The direction-dependence of apparent water exchange rate in human white matter

• Published in: NeuroImage (Orlando, Fla.) Vol. 247; p. 118831
• Main Authors: Li, Zhaoqing, Pang, Zhenfeng, Cheng, Juange, Hsu, Yi-Cheng, Sun, Yi, Özarslan, Evren, Bai, Ruiliang
• Format: Journal Article
• Language: English
• Published: United States Elsevier Inc 15.02.2022; Elsevier Limited; Elsevier
• Subjects: Anisotropy; Apparent exchange rate; Biomarkers; Body Water - metabolism; Cell Membrane Permeability; Diffusion; Diffusion Magnetic Resonance Imaging - methods; Filter-exchange imaging; Humans; Image Processing, Computer-Assisted - methods; Neuroimaging; Spectroscopy; Substantia alba; Values; Water exchange; White matter; White Matter - metabolism; White Matter - ultrastructure; Filter-exchange imaging; Anisotropy; White matter; Apparent exchange rate
• ISSN: 1053-8119; 1095-9572; 1095-9572
• DOI: 10.1016/j.neuroimage.2021.118831

•The apparent water exchange rate (AXR) in FEXI shows anisotropy in human white matter.•The AXR perpendicular and parallel to fiber orientation are significantly different.•The perpendicular AXR is more sensitive to axonal water transmembrane exchange. Transmembrane water exchange is a potential biomarker in the diagnosis and understanding of cancers, brain disorders, and other diseases. Filter-exchange imaging (FEXI), a special case of diffusion exchange spectroscopy adapted for clinical applications, has the potential to reveal different physiological water exchange processes. However, it is still controversial whether modulating the diffusion encoding gradient direction can affect the apparent exchange rate (AXR) measurements of FEXI in white matter (WM) where water diffusion shows strong anisotropy.
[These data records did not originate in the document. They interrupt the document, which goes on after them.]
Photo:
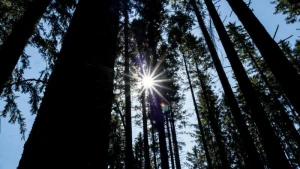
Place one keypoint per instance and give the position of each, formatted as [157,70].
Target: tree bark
[155,99]
[14,45]
[283,70]
[240,122]
[170,142]
[153,145]
[128,129]
[145,130]
[72,126]
[174,138]
[209,162]
[271,143]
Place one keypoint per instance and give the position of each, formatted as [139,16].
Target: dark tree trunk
[271,143]
[209,162]
[80,92]
[283,70]
[288,123]
[174,138]
[170,142]
[153,145]
[145,130]
[240,122]
[14,45]
[128,128]
[155,99]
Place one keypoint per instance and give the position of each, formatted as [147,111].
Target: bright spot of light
[148,82]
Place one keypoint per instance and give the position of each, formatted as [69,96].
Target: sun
[148,82]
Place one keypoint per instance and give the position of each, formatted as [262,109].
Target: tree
[272,54]
[12,48]
[232,102]
[209,162]
[277,110]
[271,142]
[289,7]
[80,91]
[128,129]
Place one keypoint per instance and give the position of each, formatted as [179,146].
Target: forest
[116,76]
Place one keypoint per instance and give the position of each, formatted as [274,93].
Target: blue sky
[11,145]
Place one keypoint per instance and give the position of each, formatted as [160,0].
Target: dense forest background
[224,90]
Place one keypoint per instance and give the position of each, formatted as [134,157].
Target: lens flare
[148,82]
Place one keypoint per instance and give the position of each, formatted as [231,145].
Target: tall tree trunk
[145,130]
[288,123]
[209,162]
[174,138]
[155,99]
[14,45]
[271,143]
[128,128]
[283,70]
[80,92]
[240,122]
[153,145]
[170,142]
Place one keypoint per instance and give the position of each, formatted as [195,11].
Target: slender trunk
[271,143]
[209,163]
[174,138]
[155,98]
[284,72]
[154,145]
[170,142]
[80,91]
[282,113]
[240,122]
[14,45]
[145,129]
[128,128]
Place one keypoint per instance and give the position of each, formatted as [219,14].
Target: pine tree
[232,102]
[13,46]
[80,91]
[289,7]
[272,54]
[271,143]
[128,129]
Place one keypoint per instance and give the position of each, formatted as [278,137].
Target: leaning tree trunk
[128,127]
[284,72]
[225,163]
[271,143]
[72,127]
[14,45]
[170,142]
[174,138]
[153,146]
[283,115]
[155,99]
[145,130]
[240,122]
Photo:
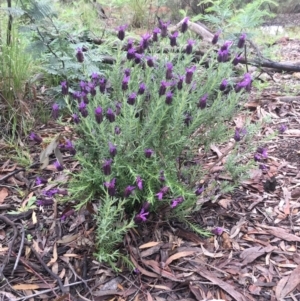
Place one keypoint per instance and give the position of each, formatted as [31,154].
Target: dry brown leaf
[178,255]
[149,244]
[3,194]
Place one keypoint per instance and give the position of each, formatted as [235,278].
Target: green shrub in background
[140,126]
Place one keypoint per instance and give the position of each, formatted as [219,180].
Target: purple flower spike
[34,137]
[64,88]
[162,193]
[58,166]
[282,128]
[169,74]
[216,37]
[139,182]
[189,74]
[141,217]
[55,111]
[184,25]
[107,167]
[79,55]
[176,202]
[82,109]
[131,98]
[148,152]
[169,97]
[217,231]
[155,33]
[112,149]
[67,214]
[98,115]
[76,118]
[163,88]
[110,115]
[125,82]
[121,32]
[199,191]
[102,85]
[189,46]
[202,102]
[223,85]
[128,191]
[142,89]
[241,41]
[40,181]
[173,39]
[44,203]
[164,28]
[131,53]
[111,187]
[239,134]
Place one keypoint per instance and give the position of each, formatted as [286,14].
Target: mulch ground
[255,256]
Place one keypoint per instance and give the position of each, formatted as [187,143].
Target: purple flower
[128,191]
[79,55]
[142,88]
[169,74]
[75,118]
[223,85]
[137,58]
[98,115]
[148,152]
[55,111]
[202,102]
[67,214]
[131,53]
[43,203]
[111,187]
[40,180]
[241,41]
[112,149]
[282,128]
[139,182]
[141,217]
[34,137]
[173,38]
[58,166]
[163,88]
[189,74]
[107,167]
[131,98]
[127,71]
[216,37]
[199,191]
[217,231]
[187,118]
[110,115]
[184,25]
[239,134]
[82,109]
[145,40]
[180,82]
[155,33]
[169,97]
[64,88]
[102,85]
[125,82]
[189,46]
[121,32]
[162,192]
[176,202]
In this study, we explored the diffusion-encoding direction dependence of FEXI in human brain white matter by performing FEXI with 20 diffusion-encoding directions on a clinical 3T scanner in-vivo. The results show that the AXR values measured when the gradients are perpendicular to the fiber orientation (0.77 ± 0.13 s − 1, mean ± standard deviation of all the subjects) are significantly larger than the AXR estimates when the gradients are parallel to the fiber orientation (0.33 ± 0.14 s − 1, p < 0.001) in WM voxels with coherently-orientated fibers. In addition, no significant correlation is found between AXRs measured along these two directions, indicating that they are measuring different water exchange processes. What's more, only the perpendicular AXR rather than the parallel AXR shows dependence on axonal diameter, indicating that the perpendicular AXR might reflect transmembrane water exchange between intra-axonal and extra-cellular spaces. Further finite difference (FD) simulations having three water compartments (intra-axonal, intra-glial, and extra-cellular spaces) to mimic WM micro-environments also suggest that the perpendicular AXR is more sensitive to the axonal water transmembrane exchange than parallel AXR. Taken together, our results show that AXR measured along different directions could be utilized to probe different water exchange processes in WM.